“I’ve just received a call from Secretary Clinton,” said Donald Trump late in the night of Nov 8, 2016. The result of the 58th Presidential election, an intense battle between Donald Trump and Hillary Clinton, remains a major upset around the world and came as an unpredictable surprise to many. But was it? What can be seen and understood from this election, if we only look at all quotes by them found on the internet during this historic election year? This could give a glimpse into the running of a major democratic election system, and the importance that speech and its representations have in making citizens turn for one party or another. Media biases have deep implications in our lives, and have evolved to be more extreme in this noisy world. Considering this, and using only quotes by these two candidates, we will try to understand how they ran their political campaigns.

Although not impossible to predict, very few Americans would have believed that Donald Trump would sit in the White House just a few years ago.


The Dataset

This data story is based on Quotebank, a corpus of close to 200 million quotes extracted from the Internet using state of the art technology. The dataset ranges from August 2008 to April 2020 with quotes extracted from more than 377 000 web domains.

This investigation only uses quotes of the year of 2016, where the predicted speaker is either “Hillary Clinton” or “Donald Trump”. It is important to note that Quotebank ran into technical issues during the scraping of 2016 quotations which resulted in 3 periods with very few extracted quotes. For this analysis, any quote found inside of these periods was removed. After this and a few other (more trivial) filtrations, 140 000 quotes remain to be used for the analysis. The dataset contains a disproportionately high share of Trump quotations. The distribution of quotes is presented in the two graphs below.

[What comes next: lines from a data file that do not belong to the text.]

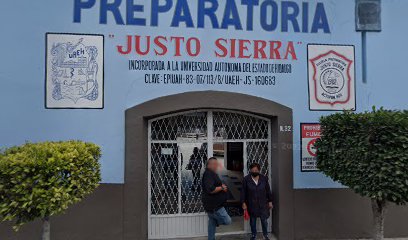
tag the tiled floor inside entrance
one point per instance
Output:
(235, 237)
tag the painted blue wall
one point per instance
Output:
(23, 118)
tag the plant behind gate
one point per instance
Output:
(367, 152)
(39, 180)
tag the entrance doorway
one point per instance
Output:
(179, 145)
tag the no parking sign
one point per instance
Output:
(310, 132)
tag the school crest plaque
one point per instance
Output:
(331, 77)
(74, 77)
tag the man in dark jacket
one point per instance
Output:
(256, 197)
(214, 196)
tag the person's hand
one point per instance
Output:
(225, 187)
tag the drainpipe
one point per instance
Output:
(368, 19)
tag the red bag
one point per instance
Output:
(246, 215)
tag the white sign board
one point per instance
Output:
(74, 77)
(331, 70)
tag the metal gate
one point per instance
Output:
(175, 208)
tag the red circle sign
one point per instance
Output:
(310, 149)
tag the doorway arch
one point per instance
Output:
(136, 188)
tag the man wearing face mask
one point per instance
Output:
(256, 197)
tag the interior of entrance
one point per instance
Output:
(231, 159)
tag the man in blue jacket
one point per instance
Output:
(214, 196)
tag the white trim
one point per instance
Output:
(210, 134)
(149, 183)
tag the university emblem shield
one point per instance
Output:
(74, 71)
(331, 77)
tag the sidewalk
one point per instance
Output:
(246, 237)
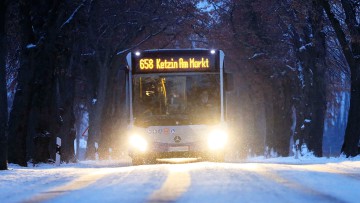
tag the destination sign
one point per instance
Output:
(153, 62)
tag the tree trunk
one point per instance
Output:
(351, 52)
(3, 92)
(19, 116)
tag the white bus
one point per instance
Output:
(176, 105)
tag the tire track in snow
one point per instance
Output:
(269, 173)
(177, 183)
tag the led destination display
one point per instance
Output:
(193, 61)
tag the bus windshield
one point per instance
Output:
(165, 100)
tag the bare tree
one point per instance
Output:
(3, 92)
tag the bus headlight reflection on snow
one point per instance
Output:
(217, 139)
(138, 142)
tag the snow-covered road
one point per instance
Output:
(315, 181)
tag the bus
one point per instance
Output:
(176, 101)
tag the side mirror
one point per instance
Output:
(228, 81)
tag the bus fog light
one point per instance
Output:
(138, 143)
(217, 140)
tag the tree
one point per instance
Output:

The reader is encouraged to keep the distribution of quotes in mind, such as each speaker’s share, as the report will refer to this and its implications throughout the data story. It is essential to highlight a few caveats:

Quotations could have been falsely assigned to the candidates during the Quotebank extraction process. Quotations might not have been said by the speaker for other reasons. (Fake News, human error, etc.) The content of a quote does not necessarily allow us to draw a conclusion about a person’s belief and speech.

As a result of these caveats we encourage everyone to take this report for what it is:

An interesting (and fun) investigation into what conclusions could be drawn based on what the Internet quoted Hillary Clinton and Donald Trump with during the 2016 election year.

Media bias

What is the bias?

Before diving into any analysis on Trump and Clinton’s speech, it is important to assess the bias in our dataset, which in our case is a list of quotes coming from various media outlets, potentially plagued with bias over two highly polarizing figures. Since our speakers are politicians, we should know if our quotes come from mostly left- or right-leaning outlets. The AllSides news outlet presents news articles in context — by keeping note of the general political bias of news outlets. We will use their data in this part, which we obtained on Kaggle.

Our quotes come from nearly 5 200 different websites, while the AllSides database contains about 400 media outlets, each with an assigned bias (“Left”, “Left-center”, “Right”…) and information on how many people agree with this rating. You can go rate the outlets yourself on their website. Though their ratings are informed by other things than public ratings, this should still raise your eyebrow: it is likely that the only people giving ratings come from a certain political side, which would bias our bias ratings, ironically.

Bias Median confidence*
Left 2.24
Left-center 0.97
Center 0.90
Right-center 1.08
Right 1.97

*The confidence is #Agree / #Disagree

About 39% of the outlets are classified as “Center”, 38% as “Left-center” or “Left”, and 23% as “Right-center” or “Right”. Also, perhaps expectedly, the ratings are less equivocal when the outlet is more extreme.

Can we detect media bias?

Now that we collated the bias data with our quotes, the intriguing question is how the sentiment of quotes relates to the bias of the media outlet. Perhaps a left-wing outlet would quote more negative quotes from Trump, and more positive quotes from Hillary?